Keelan had nearly been killed in that strike. Other innocent people had died today. Two that I knew of but more were with healers, their outlooks uncertain. It was the kind of horror I would not stand for. It would end, I’d make certain of it.

I gritted my teeth together. “Get it together,” I chastised myself softly.

“What was that?” Lizza asked from across the room. “One of my eardrums is about rotted out, you know? Speak up.”

I shook my head and said, “Nothing,” but my tone was harsh, and my face was grim as I thought about the rebel who was responsible for all of this.

“I don’t like that expression at all,” Lizza retorted while she fiddled with some of her magical knick-knacks, things I didn’t know the name of. “You look as wild as the Queen of Gitmore.”

I turned my violet eyes toward her, my mind still swirling with furious thoughts of revenge as I stared at the mage that I had been loaned by my sister, Bloss. I swiped at my tears one more time and finally managed to stifle them. “I do not. She’s ancient.” I was only eighteen.

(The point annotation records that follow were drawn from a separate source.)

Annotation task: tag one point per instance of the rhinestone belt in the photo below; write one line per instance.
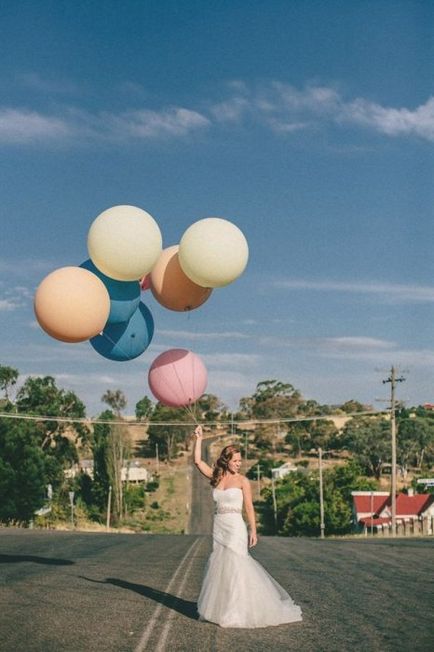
(228, 510)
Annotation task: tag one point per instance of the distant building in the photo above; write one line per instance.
(132, 472)
(281, 471)
(373, 509)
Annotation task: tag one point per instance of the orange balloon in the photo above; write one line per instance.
(171, 287)
(72, 304)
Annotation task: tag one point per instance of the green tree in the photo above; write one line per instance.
(144, 408)
(115, 399)
(168, 437)
(415, 441)
(41, 396)
(8, 378)
(210, 407)
(100, 443)
(24, 471)
(368, 439)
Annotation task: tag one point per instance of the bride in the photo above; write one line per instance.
(237, 591)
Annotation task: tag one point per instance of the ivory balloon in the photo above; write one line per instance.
(72, 304)
(124, 242)
(171, 287)
(213, 252)
(177, 378)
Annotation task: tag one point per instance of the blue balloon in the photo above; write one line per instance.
(126, 341)
(124, 295)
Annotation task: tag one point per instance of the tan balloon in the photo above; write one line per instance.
(72, 304)
(171, 287)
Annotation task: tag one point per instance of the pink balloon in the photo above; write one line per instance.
(145, 282)
(177, 378)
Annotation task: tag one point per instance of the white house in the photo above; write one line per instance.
(281, 471)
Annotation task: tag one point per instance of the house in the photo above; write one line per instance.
(279, 472)
(374, 509)
(131, 472)
(368, 503)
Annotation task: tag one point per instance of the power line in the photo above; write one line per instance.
(240, 422)
(393, 379)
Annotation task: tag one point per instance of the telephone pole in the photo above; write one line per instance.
(321, 495)
(393, 379)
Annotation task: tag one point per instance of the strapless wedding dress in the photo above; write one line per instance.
(237, 591)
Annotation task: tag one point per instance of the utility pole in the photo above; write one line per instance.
(393, 380)
(321, 496)
(273, 491)
(109, 508)
(258, 475)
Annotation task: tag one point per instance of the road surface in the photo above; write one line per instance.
(77, 592)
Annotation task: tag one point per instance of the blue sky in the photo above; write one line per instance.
(308, 124)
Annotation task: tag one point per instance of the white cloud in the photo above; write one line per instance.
(8, 305)
(191, 335)
(393, 292)
(286, 109)
(23, 126)
(230, 360)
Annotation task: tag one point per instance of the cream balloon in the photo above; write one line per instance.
(124, 242)
(213, 252)
(171, 287)
(72, 304)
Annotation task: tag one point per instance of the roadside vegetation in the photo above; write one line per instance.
(37, 457)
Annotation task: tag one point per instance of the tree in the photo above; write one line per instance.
(415, 441)
(41, 396)
(100, 445)
(210, 407)
(168, 437)
(298, 507)
(8, 378)
(144, 408)
(368, 439)
(24, 472)
(272, 399)
(115, 399)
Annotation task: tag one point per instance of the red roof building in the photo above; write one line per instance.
(373, 509)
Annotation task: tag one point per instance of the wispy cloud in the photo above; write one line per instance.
(23, 126)
(277, 106)
(393, 292)
(287, 109)
(223, 335)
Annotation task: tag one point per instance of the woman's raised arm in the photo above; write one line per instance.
(201, 465)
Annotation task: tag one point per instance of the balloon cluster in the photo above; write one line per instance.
(100, 299)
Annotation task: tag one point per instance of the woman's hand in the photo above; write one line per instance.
(253, 539)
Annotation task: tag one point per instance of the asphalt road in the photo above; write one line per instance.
(96, 592)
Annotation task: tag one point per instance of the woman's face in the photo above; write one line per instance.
(234, 463)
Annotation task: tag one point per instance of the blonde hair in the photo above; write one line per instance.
(222, 464)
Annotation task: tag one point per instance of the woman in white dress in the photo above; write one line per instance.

Lizza cackled as she gazed back at me, the greenish tone of her undead skin highlighted by the floating lanterns that bobbed around the bedroom. One of her eyes was starting to get a bit of a grey film over it. It was disorienting to look at—but the undead always were. Their bodies rotted even as they lived on endlessly, and Lizza had lived for quite some time. Her jawbone peeked out from beneath her skin as she said, “She’s a babe in swaddling as far as I’m concerned. In any case, the vengeful look doesn’t suit you any more than crying does. And I won’t do a spell for that wrinkle between your brows—best not to encourage it.”

I stuck my tongue out at my mage, embracing her levity because it was better than the other emotions tugging at me. Those were all much darker monsters, ones better wrestled in private. I tried to relax my face though my stomach still fizzed fearfully. I was too impulsive. I knew that. But I’d just given in to impulse in the most terrifying of ways, trusting it with my magic—my future.

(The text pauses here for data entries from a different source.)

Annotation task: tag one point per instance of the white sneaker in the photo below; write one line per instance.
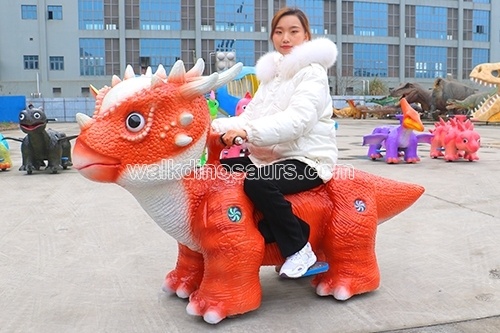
(297, 264)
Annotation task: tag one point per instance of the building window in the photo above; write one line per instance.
(92, 56)
(370, 19)
(30, 62)
(56, 63)
(314, 11)
(160, 51)
(480, 56)
(430, 62)
(431, 22)
(28, 12)
(234, 15)
(90, 15)
(481, 24)
(370, 60)
(160, 14)
(54, 12)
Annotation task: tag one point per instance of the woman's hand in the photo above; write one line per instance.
(229, 136)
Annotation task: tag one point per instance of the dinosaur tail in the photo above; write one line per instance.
(391, 197)
(394, 196)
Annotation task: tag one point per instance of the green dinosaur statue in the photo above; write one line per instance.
(487, 74)
(471, 102)
(40, 144)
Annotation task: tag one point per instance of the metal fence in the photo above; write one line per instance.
(64, 109)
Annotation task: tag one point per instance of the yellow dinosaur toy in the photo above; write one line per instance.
(487, 74)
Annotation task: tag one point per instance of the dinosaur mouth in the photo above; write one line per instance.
(95, 166)
(31, 127)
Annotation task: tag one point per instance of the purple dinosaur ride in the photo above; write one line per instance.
(397, 140)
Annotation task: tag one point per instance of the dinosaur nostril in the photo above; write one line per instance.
(83, 120)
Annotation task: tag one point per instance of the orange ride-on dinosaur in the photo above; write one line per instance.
(147, 134)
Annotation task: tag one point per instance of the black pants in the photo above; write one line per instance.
(266, 187)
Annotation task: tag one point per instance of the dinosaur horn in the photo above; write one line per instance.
(115, 80)
(149, 72)
(197, 69)
(83, 120)
(198, 87)
(177, 73)
(160, 72)
(228, 75)
(94, 91)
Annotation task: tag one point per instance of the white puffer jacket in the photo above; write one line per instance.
(290, 115)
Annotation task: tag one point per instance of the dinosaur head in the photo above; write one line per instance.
(32, 120)
(466, 138)
(411, 118)
(489, 75)
(147, 128)
(242, 104)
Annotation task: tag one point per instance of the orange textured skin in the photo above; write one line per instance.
(220, 256)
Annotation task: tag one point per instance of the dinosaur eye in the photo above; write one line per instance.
(135, 122)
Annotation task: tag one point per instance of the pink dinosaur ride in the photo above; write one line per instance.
(147, 133)
(457, 138)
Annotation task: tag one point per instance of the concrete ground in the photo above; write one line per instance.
(79, 256)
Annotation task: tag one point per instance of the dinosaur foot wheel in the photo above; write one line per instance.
(182, 286)
(211, 313)
(343, 289)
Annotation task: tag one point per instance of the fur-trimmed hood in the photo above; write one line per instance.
(320, 50)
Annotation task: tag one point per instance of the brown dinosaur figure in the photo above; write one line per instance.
(487, 74)
(147, 135)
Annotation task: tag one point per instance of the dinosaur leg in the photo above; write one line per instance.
(392, 153)
(233, 250)
(187, 275)
(54, 159)
(28, 158)
(374, 151)
(66, 154)
(450, 151)
(349, 241)
(410, 152)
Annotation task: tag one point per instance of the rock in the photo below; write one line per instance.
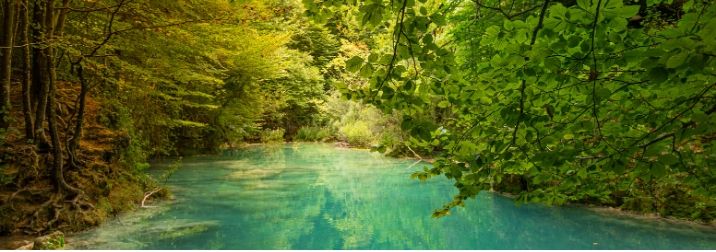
(22, 245)
(54, 240)
(171, 231)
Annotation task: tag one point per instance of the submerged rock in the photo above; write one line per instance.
(181, 228)
(54, 240)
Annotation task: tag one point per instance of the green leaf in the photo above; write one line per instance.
(354, 64)
(677, 60)
(443, 104)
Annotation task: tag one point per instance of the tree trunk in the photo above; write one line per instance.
(6, 64)
(77, 135)
(26, 68)
(57, 153)
(39, 69)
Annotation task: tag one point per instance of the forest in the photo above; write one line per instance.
(554, 102)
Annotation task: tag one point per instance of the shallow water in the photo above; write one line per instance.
(315, 196)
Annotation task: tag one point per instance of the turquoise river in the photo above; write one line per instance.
(316, 196)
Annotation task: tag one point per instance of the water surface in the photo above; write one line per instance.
(316, 196)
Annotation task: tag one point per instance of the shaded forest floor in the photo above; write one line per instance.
(29, 201)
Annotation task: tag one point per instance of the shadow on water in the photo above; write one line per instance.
(315, 196)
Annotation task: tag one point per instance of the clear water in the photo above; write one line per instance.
(315, 196)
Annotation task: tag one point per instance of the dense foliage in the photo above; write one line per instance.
(605, 102)
(592, 101)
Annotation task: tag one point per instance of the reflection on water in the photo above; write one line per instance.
(314, 196)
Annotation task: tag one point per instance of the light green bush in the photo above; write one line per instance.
(271, 136)
(357, 134)
(313, 134)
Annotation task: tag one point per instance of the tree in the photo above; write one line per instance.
(555, 101)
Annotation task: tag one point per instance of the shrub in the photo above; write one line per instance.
(357, 134)
(313, 134)
(270, 136)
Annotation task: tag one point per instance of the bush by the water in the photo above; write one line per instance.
(313, 134)
(272, 135)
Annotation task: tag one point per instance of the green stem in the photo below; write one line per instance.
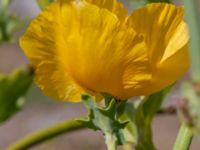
(184, 138)
(110, 141)
(45, 134)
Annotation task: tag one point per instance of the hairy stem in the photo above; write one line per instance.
(184, 138)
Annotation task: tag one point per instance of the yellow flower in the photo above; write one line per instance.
(92, 46)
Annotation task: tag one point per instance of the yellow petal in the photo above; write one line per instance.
(158, 23)
(104, 49)
(113, 6)
(166, 36)
(41, 44)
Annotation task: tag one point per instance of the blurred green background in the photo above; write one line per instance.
(40, 111)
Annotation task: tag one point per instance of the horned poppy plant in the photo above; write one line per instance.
(93, 46)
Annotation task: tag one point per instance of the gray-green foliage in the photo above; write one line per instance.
(192, 16)
(8, 22)
(13, 87)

Mayi, my birth mother, had had terrible luck giving her own heart to a lover and then her unwitting child. I wasn’t repeating her mistake, wasn’t trusting someone with mine. In fact, I’d done the opposite by giving mine to the man I trusted least in the world, one I hated. It took the saying,Keep your friends close and enemies closer,to another level. But I still wasn’t certain that my decision wasn’t a huge mistake.

It was risky.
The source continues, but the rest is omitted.